A new study challenges recent claims that simple linear models are superior to Transformers for time series forecasting. The research confirms that when models are compared fairly, Transformer-based architectures still achieve better performance.
The debate was sparked by a paper presented at AAAI 2023, which introduced DLinear—a straightforward feedforward network with a decomposition layer. DLinear was touted as outperforming more complex Transformer models. However, re-evaluation shows that Transformers hold their ground.
In comparative tests on three key datasets—Traffic, Exchange-Rate, and Electricity—the Transformer-based Autoformer model achieved lower Mean Absolute Scaled Error (MASE) scores than DLinear. For the Traffic dataset, Autoformer scored 0.910 vs. DLinear's 0.965; on Exchange-Rate, 1.087 vs. 1.690; and on Electricity, 0.751 vs. 0.831.
The key insight is that while simple linear models have advantages in speed and interpretability, they lack the capacity to incorporate covariates—a crucial feature for handling complex real-world data. Transformers, with their ability to model long-range dependencies and incorporate exogenous variables, remain more effective for multivariate forecasting.
Autoformer: A Closer Look
Autoformer advances time series modeling through two innovations: a Decomposition Layer and an Autocorrelation Mechanism that replaces standard self-attention.
The decomposition layer separates a time series into trend-cycle, seasonal, and random components—a classic statistical method now embedded directly into the neural network. This inner decomposition has been adopted by subsequent models like FEDformer and DLinear, highlighting its practical impact.

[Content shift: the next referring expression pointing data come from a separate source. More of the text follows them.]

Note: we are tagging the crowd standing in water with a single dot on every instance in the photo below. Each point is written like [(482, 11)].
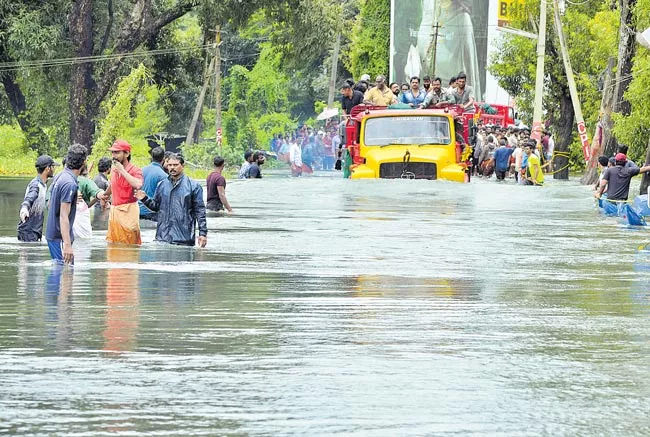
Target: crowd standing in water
[(163, 194)]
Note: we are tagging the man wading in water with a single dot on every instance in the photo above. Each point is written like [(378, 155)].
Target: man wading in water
[(124, 218), (179, 203), (63, 207), (32, 210), (617, 179)]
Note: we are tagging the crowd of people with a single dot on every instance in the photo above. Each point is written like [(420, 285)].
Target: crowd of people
[(161, 193), (512, 153), (425, 93), (306, 149)]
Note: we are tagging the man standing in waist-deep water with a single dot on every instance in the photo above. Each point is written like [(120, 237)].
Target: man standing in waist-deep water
[(124, 218)]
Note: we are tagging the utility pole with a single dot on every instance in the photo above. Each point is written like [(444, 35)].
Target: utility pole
[(335, 66), (436, 29), (539, 77), (577, 108), (217, 88), (189, 140)]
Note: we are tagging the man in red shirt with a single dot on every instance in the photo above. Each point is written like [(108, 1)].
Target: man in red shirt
[(124, 219)]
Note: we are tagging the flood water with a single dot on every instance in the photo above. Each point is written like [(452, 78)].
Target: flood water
[(333, 307)]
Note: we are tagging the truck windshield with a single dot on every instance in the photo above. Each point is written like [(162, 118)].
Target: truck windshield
[(425, 129)]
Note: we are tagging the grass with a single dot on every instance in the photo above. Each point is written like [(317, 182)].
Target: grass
[(15, 157)]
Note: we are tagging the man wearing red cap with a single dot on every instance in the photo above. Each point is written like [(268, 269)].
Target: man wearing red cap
[(617, 179), (124, 219)]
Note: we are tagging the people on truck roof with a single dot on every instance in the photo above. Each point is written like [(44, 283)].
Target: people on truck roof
[(349, 98), (452, 85), (437, 95), (414, 96), (363, 85), (380, 94), (394, 87), (426, 83), (464, 94)]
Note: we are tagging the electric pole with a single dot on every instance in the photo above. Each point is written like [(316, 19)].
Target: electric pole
[(577, 109), (189, 140), (539, 77), (217, 89), (436, 29), (335, 66)]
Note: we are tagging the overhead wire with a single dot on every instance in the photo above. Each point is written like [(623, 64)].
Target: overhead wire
[(45, 63)]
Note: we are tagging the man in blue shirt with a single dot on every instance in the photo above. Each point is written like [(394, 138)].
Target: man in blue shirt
[(152, 174), (179, 202), (63, 206), (502, 159), (415, 96), (32, 210)]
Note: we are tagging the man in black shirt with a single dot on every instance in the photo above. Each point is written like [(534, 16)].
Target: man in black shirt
[(617, 179), (350, 98)]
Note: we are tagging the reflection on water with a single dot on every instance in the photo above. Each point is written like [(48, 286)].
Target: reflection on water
[(329, 307), (122, 300)]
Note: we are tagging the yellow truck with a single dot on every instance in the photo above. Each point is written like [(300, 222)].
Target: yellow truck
[(407, 144)]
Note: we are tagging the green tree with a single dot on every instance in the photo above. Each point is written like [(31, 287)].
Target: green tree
[(588, 31)]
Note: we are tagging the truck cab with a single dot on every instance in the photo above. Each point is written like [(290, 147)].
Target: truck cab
[(406, 144)]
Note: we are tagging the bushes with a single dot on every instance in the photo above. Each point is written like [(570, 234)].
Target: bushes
[(16, 158)]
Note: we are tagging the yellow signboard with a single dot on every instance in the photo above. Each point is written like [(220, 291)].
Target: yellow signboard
[(507, 10)]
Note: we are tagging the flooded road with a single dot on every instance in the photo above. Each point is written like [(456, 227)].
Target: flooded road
[(334, 307)]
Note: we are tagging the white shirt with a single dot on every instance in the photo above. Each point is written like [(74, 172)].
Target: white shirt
[(518, 156), (295, 155)]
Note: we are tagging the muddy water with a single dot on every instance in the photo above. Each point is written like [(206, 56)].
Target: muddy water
[(333, 307)]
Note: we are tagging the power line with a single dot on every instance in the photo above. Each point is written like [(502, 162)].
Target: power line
[(45, 63)]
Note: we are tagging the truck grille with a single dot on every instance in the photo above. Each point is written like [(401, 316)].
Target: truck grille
[(414, 170)]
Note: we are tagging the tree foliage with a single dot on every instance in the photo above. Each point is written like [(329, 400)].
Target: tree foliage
[(371, 39), (590, 31)]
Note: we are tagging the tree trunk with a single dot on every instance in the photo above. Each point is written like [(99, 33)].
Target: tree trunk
[(645, 182), (591, 175), (82, 111), (626, 48), (564, 135), (36, 138)]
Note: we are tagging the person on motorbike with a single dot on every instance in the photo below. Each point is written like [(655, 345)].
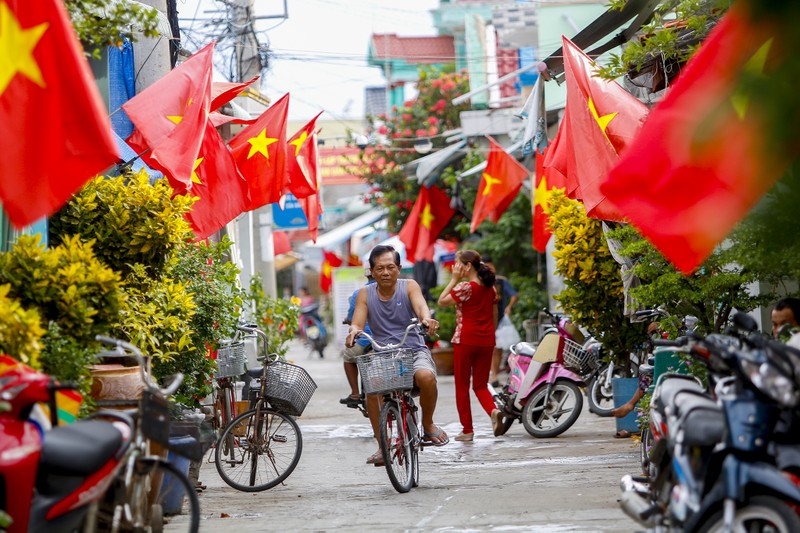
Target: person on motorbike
[(388, 305), (653, 333), (785, 316), (350, 354)]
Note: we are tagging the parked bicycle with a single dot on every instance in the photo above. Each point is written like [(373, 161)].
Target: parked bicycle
[(135, 502), (389, 371), (230, 365), (265, 441)]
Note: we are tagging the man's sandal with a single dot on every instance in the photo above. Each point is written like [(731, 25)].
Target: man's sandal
[(376, 459)]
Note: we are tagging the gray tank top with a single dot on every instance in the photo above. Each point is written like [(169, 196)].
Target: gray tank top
[(388, 319)]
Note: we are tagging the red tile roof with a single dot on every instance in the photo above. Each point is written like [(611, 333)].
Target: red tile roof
[(414, 49)]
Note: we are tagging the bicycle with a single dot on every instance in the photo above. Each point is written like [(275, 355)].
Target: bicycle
[(389, 371), (230, 365), (266, 440), (134, 502)]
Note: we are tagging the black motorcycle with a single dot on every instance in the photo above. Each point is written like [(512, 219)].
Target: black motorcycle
[(715, 469)]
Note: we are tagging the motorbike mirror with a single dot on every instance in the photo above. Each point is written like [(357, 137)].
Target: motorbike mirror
[(745, 322)]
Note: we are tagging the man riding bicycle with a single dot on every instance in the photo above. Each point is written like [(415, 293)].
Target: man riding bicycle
[(389, 305)]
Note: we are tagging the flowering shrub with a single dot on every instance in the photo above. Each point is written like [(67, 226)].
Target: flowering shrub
[(278, 318), (594, 295), (427, 116)]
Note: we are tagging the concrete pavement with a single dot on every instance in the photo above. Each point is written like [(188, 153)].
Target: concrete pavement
[(511, 483)]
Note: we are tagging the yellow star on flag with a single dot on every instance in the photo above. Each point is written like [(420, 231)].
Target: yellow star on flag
[(195, 177), (601, 121), (542, 194), (426, 217), (489, 182), (176, 119), (298, 143), (259, 144), (16, 49)]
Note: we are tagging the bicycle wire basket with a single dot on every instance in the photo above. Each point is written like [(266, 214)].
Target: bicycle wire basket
[(231, 359), (387, 371), (289, 388), (576, 357)]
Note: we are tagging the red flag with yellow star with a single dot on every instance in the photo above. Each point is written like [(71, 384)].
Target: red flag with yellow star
[(602, 120), (260, 152), (54, 128), (427, 219), (221, 191), (546, 181), (704, 157), (301, 161), (330, 261), (500, 182), (170, 118)]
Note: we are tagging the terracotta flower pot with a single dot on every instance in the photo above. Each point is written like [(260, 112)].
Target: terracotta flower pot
[(114, 382)]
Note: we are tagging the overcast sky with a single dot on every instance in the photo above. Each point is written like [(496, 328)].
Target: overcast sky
[(319, 51)]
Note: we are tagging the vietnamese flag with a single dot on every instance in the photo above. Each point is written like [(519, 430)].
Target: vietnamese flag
[(260, 153), (704, 157), (170, 118), (556, 159), (330, 262), (55, 130), (500, 182), (311, 205), (603, 119), (301, 161), (427, 219), (221, 191), (546, 181)]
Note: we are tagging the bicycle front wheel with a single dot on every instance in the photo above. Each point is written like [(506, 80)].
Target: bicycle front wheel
[(265, 450), (395, 447)]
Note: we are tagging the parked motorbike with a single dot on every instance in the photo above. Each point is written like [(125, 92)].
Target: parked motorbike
[(50, 474), (599, 393), (543, 390), (713, 465), (313, 329)]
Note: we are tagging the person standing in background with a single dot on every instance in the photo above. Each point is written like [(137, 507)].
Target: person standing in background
[(507, 297), (472, 291)]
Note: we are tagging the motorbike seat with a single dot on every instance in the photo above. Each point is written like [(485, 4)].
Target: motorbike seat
[(664, 394), (700, 418), (525, 348), (79, 449)]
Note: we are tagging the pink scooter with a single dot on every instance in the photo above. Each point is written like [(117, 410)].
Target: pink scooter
[(542, 390)]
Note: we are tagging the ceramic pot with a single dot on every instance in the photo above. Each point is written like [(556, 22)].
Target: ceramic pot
[(114, 382)]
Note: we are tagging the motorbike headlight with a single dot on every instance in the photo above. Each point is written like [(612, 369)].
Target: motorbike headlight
[(770, 381)]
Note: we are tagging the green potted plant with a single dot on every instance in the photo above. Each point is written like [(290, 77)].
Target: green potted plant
[(443, 350), (277, 317)]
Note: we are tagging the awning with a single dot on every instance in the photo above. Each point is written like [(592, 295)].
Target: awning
[(480, 166), (286, 260), (428, 168), (343, 232)]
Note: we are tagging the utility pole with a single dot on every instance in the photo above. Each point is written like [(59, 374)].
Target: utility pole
[(255, 228)]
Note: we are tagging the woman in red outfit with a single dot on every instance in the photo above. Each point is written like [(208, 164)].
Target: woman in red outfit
[(471, 290)]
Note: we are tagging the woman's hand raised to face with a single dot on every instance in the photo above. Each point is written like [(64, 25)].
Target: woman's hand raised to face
[(458, 270)]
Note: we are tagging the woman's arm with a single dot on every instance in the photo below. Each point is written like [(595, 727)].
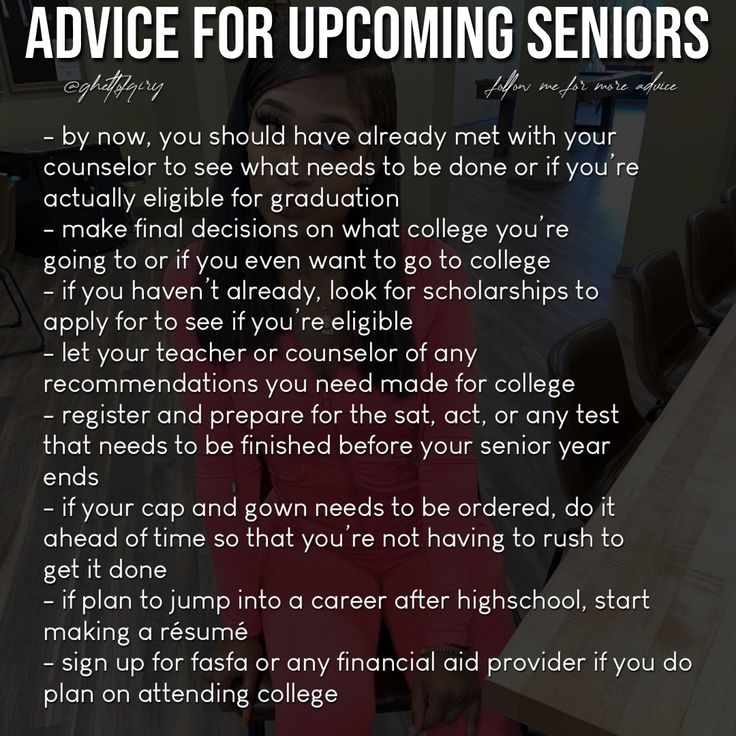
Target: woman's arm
[(219, 477), (443, 477)]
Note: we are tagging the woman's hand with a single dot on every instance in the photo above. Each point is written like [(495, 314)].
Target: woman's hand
[(249, 650), (442, 696)]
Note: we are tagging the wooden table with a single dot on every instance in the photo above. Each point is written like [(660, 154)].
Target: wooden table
[(676, 507)]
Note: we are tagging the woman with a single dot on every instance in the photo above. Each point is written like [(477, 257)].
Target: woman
[(330, 97)]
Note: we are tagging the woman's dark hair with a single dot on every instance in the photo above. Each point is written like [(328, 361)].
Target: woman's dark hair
[(370, 84)]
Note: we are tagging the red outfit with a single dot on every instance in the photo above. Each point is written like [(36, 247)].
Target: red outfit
[(441, 478)]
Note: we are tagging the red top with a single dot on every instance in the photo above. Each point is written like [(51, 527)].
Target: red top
[(440, 478)]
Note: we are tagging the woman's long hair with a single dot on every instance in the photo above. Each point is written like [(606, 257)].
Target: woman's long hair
[(371, 85)]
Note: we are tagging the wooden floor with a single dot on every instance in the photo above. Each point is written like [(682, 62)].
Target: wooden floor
[(512, 338)]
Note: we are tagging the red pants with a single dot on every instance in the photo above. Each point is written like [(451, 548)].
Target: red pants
[(310, 633)]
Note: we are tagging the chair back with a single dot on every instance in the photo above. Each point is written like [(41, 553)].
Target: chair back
[(663, 324), (711, 260), (591, 356), (7, 219)]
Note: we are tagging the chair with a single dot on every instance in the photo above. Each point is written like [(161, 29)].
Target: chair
[(7, 249), (666, 339), (591, 356), (711, 263)]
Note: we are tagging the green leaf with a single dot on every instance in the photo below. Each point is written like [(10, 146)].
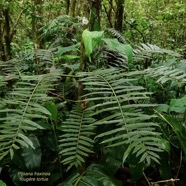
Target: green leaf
[(68, 57), (125, 49), (178, 102), (163, 108), (32, 157), (26, 139), (91, 41), (62, 50), (52, 108), (2, 183)]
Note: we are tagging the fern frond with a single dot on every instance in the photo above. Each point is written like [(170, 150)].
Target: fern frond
[(146, 51), (21, 106), (76, 143), (164, 74), (120, 102)]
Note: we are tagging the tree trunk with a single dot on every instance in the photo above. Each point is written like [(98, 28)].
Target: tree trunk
[(73, 8), (7, 34), (119, 15), (95, 18)]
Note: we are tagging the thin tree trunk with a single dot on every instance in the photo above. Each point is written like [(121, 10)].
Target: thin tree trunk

The autocorrelation mechanism leverages period-based dependencies, allowing the model to attend to relevant patterns across time without the quadratic complexity of full self-attention. This makes Autoformer both efficient and accurate.
Setting the Record Straight
The findings underscore the importance of fair benchmarking. When Transformer models are properly tuned and compared against linear models of equivalent parameter count, their superior pattern-recognition capabilities shine. Simplicity is valuable, but not at the cost of performance in data-rich environments.
For practitioners, the takeaway is clear: Transformer-based models remain a powerful tool for time series forecasting, especially when dealing with high-dimensional data that includes external variables.